Marcus Leese of Ogier looks at some of the trends and developments in estate and succession planning in mainland China, including key characteristics of the local market.

Date: Dec 2011

Tags: China, Estate Planning, Succession planning, Trusts, Regulation

  • Estate planning for Chinese clients from the mainland is relatively limited to date
  • Because much of the wealth generation in mainland China has been quite recent, any wealth planning has to take into account that a significant part of their wealth is still actively within their businesses
  • Clients in mainland China are often concerned about estate planning due to the perception that it will inevitably involve in the loss of ownership or loss of control of assets
  • Freer foreign exchange movement and a more conducive legal environment for trusts and other structures would facilitate a greater take-up of wealth planning in China

To date, estate planning for Chinese clients from the mainland is relatively limited, said Marcus Leese in an interview.

There are potentially various reasons for this, he explained.

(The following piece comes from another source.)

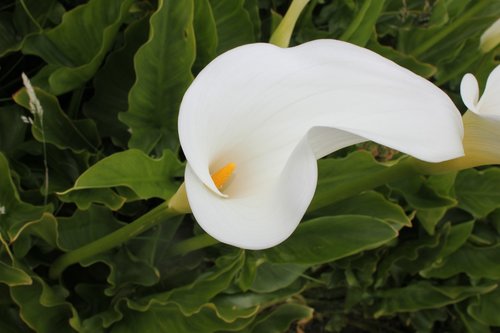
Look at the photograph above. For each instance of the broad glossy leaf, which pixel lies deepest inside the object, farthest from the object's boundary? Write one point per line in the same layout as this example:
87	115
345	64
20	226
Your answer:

These include a combination of: issues around discussing mortality, a disinclination to consider structures that might involve a loss of control of the assets, and a lack of awareness of the range of solutions available and the ways these can help to avoid problems in the future.

Vehicles for Chinese clients

For those Chinese clients who do estate or succession planning, Leese said that in his experience, the structures they use are no different from the ones used by clients from other jurisdictions, either within Asia or beyond – trusts, companies and, to an extent, foundations.

However, he added, because much of the wealth generation in mainland China has been quite recent, Leese said many clients are still actively involved in their trading businesses, and therefore any wealth planning they do has to take account of the fact that a significant part of their wealth is still actively within their businesses, rather than devoted to financial assets, as is the case in many other parts of the world.

Another important difference, he explained, is the nature of the legal and regulatory environment, and the exchange controls which exist in few other places inevitably have an impact on the nature of any private wealth structures.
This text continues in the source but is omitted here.